Clean up and split your branch with git

There are several reasons why you may need completely refactor your working branch. The most common one is that you stumbled upon some things you fixed along your way resolving an issue. Your branch will grow over time until you are finished. Now you want to submit your code. You have to split it up into digestible pieces and maybe have to rewrite some WIP commits you made. Luckily we are using git! With git you can do it with a few commands with a safety belt on!

This wiki page helped me a lot to come up with my solution. But my case wasn't in there so I decided to write this post.

I wanted to squash different commits into each other then cherry pick the commits into new branches, to unsquash them there into several new nicely written commits.

To do that I figured out the following steps.

  1. You have to get the hash of the commit your branch is based on:

    git merge-base <yourBranch> <basedUponThisBranch>
    
  2. Use rebase with the hash from the first step, to be able to amend all commits in your branch:

    git rebase -i $hash
    
  3. Squash your desired commits, maybe save your commit messages in some place if it was useful. Now change squash the commits you wanted to squash.

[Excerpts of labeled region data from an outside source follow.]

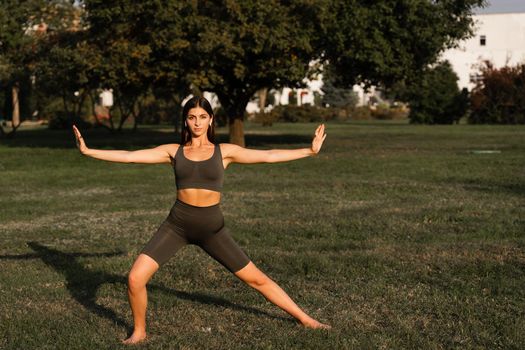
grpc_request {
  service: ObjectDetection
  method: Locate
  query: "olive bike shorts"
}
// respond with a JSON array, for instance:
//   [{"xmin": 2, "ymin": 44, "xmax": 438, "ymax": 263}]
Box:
[{"xmin": 141, "ymin": 199, "xmax": 250, "ymax": 272}]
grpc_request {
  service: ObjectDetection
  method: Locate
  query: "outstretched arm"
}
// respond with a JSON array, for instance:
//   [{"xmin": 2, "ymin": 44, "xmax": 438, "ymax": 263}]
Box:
[
  {"xmin": 73, "ymin": 125, "xmax": 177, "ymax": 164},
  {"xmin": 224, "ymin": 124, "xmax": 326, "ymax": 164}
]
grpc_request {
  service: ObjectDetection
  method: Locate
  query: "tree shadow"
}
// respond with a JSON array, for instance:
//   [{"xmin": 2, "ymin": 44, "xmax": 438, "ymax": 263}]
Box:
[
  {"xmin": 0, "ymin": 127, "xmax": 314, "ymax": 149},
  {"xmin": 0, "ymin": 242, "xmax": 292, "ymax": 336}
]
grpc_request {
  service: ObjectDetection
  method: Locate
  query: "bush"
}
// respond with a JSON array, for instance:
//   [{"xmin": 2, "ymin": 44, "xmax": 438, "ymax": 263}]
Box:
[
  {"xmin": 48, "ymin": 111, "xmax": 92, "ymax": 130},
  {"xmin": 394, "ymin": 61, "xmax": 468, "ymax": 124},
  {"xmin": 254, "ymin": 105, "xmax": 349, "ymax": 126},
  {"xmin": 468, "ymin": 62, "xmax": 525, "ymax": 124},
  {"xmin": 371, "ymin": 104, "xmax": 409, "ymax": 120},
  {"xmin": 350, "ymin": 106, "xmax": 372, "ymax": 120}
]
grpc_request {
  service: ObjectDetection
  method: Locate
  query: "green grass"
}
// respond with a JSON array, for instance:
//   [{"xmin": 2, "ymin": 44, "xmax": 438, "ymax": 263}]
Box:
[{"xmin": 0, "ymin": 122, "xmax": 525, "ymax": 349}]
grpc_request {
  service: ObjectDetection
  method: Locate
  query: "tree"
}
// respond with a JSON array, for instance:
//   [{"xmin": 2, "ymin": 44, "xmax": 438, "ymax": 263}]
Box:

  4. After you squashed everything you want to cherry pick the commits into different branches:

    git checkout -b <newBranch> upstream/master
    
  5. Cherry pick the squashed commit you need from $yourBranch. Therefore you need it's hash. Look through the commits of $yourBranch to find your commit:

    git log $yourBranch
    
  6. Note the hash of the commit you want to cherry pick, than do:

    git cherry-pick $hash
    
  7. Now you've copied the commit from $yourBranch to $newBranch. To enable a save net while unsquashing the commit you can use rebase again:

    git rebase -i HEAD~1
    
  8. Change "pick" to "edit". After that reset the committed changes:

    git reset HEAD~
    
  9. Add portions from your changes to make multiple commits, by using:

    git add -p
    
  10. Commit ;) and replay step 9 and 10 until no changes are left.

  11. When you have committed all your changes you run the following command to finalize the rebasing step. If something went wrong before you can run git rebase --abort to abort the steps you took:

    git rebase --continue
    

Redo step 4 to 11 for every squashed commit you want to have in a separate branch. It sounds like a lot of work but it's not that hard.